A five-day protest aimed at demanding an apology from Vietnam for comments made by a former embassy spokesman wrapped up yesterday. But while the rallies brought petitions, flag-burning and even an alleged death threat, it seemed to bring demonstrators no closer to their goal.
This week’s protests are just the latest action to be taken since ex-spokesman Trung Van Thong said in early June that the former Kampuchea Krom provinces in the Mekong Delta belonged to Vietnam long before being officially ceded by colonial power France in 1949.
Yesterday, hundreds of protesters gathered in Freedom Park and marched along the streets, handing out petitions calling for a boycott of Vietnamese products. Outside of the Vietnamese Embassy, demonstrators set fire to flags in what they said was a show of anger at the lack of apology.

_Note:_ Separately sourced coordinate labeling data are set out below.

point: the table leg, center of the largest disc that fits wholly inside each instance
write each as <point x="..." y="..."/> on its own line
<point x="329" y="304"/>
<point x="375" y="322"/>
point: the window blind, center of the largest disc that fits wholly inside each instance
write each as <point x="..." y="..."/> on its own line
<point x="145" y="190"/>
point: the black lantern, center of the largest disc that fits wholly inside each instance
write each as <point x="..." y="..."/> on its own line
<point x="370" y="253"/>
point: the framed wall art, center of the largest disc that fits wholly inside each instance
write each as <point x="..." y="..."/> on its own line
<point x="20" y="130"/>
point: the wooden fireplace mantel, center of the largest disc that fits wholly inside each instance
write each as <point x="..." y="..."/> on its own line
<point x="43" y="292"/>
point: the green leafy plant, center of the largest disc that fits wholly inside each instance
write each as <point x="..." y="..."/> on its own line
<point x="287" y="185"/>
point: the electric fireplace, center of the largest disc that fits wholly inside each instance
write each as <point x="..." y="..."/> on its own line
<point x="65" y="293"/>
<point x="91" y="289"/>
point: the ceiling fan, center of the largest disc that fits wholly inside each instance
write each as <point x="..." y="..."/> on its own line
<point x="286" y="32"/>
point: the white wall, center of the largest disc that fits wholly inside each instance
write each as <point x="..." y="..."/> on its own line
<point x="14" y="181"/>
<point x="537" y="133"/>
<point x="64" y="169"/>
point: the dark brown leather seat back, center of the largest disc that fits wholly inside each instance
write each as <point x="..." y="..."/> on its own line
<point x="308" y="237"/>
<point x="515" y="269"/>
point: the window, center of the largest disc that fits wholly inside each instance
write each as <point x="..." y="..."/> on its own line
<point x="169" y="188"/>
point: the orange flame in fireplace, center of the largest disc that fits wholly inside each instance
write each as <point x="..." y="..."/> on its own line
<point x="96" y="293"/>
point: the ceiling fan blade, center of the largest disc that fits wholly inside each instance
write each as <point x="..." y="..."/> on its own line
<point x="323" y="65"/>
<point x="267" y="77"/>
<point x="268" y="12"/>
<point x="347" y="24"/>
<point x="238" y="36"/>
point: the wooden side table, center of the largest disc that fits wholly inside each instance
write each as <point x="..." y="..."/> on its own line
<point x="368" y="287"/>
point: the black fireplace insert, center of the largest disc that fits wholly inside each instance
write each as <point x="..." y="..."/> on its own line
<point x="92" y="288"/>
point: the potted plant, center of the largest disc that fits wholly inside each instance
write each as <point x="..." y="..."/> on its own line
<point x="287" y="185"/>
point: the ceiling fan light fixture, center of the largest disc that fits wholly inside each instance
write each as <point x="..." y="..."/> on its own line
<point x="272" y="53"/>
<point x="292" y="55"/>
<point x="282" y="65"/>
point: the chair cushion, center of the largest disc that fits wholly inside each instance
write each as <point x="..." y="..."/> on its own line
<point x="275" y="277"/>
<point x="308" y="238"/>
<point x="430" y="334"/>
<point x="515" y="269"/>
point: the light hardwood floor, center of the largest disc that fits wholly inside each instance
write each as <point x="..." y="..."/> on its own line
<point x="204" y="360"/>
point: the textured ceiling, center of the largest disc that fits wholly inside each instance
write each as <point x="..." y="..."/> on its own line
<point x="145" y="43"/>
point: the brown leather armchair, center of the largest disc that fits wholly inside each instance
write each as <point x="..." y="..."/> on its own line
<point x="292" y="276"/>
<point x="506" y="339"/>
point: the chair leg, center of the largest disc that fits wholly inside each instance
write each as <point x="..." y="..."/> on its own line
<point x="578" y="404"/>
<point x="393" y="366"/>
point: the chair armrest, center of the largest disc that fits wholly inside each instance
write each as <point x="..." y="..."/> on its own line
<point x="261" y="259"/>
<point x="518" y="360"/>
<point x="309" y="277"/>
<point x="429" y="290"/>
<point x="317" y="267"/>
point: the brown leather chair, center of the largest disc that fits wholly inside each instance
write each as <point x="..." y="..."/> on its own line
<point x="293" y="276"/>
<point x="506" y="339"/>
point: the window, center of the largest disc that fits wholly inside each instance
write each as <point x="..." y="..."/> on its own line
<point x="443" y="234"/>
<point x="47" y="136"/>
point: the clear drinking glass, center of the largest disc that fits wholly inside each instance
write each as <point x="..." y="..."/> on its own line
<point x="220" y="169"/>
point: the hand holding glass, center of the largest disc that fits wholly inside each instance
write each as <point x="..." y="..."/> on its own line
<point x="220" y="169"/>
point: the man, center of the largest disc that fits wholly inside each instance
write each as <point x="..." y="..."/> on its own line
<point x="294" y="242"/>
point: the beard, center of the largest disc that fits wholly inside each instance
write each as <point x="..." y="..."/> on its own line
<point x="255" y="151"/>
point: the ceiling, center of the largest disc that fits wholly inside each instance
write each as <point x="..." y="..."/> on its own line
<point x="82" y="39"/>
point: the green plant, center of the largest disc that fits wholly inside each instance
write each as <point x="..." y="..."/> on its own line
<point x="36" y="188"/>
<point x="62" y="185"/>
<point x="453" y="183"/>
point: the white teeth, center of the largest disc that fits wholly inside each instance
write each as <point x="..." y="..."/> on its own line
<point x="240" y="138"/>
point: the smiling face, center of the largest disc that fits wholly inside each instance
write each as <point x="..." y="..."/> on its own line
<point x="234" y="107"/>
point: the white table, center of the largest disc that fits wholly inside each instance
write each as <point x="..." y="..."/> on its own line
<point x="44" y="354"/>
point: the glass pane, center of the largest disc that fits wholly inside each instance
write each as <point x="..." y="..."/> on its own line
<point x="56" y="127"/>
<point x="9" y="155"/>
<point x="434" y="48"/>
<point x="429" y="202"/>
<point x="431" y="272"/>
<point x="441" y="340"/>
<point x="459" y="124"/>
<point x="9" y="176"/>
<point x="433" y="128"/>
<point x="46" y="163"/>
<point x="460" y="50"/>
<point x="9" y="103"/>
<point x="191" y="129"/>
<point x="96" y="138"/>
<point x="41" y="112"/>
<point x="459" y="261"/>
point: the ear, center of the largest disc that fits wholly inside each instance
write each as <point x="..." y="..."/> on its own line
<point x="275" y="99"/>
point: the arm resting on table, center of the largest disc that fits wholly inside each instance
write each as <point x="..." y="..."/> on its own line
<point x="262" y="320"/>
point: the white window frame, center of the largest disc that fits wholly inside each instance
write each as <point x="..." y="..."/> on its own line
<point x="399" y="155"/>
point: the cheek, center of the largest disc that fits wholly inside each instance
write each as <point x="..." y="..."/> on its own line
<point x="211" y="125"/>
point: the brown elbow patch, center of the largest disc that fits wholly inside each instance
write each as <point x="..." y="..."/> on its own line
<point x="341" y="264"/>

One of the protesters, Roeun Nen, said she was disappointed that the days of action had brought no tangible result.
“I will continue protesting until an official apology is made publicly,” she said.
Government spokesman Phay Siphan said the protests had done nothing in fracturing the relationship with Vietnam.
But Thach Setha, president of the Khmer Kampuchea Krom Association, said that despite not receiving an apology or government support, the protests had been a success as they had avoided violence and attracted more participants.
“Cambodians now dare to do something against the yuon government to ask them to apologise,” he said, using a word for Vietnamese often seen as derogatory.
Setha also accepted responsibility for the flag burning.
Earlier in the day, Setha said he received an anonymous phone call from someone speaking Vietnamese who threatened to kill him if he did not stop protesting.
But he vowed to continue leading demonstrations until Vietnam apologised.
City Hall spokesman Long Dimanche said that while authorities had taken a tolerant approach to the five-day demonstration, the activities of those involved had been closely monitored.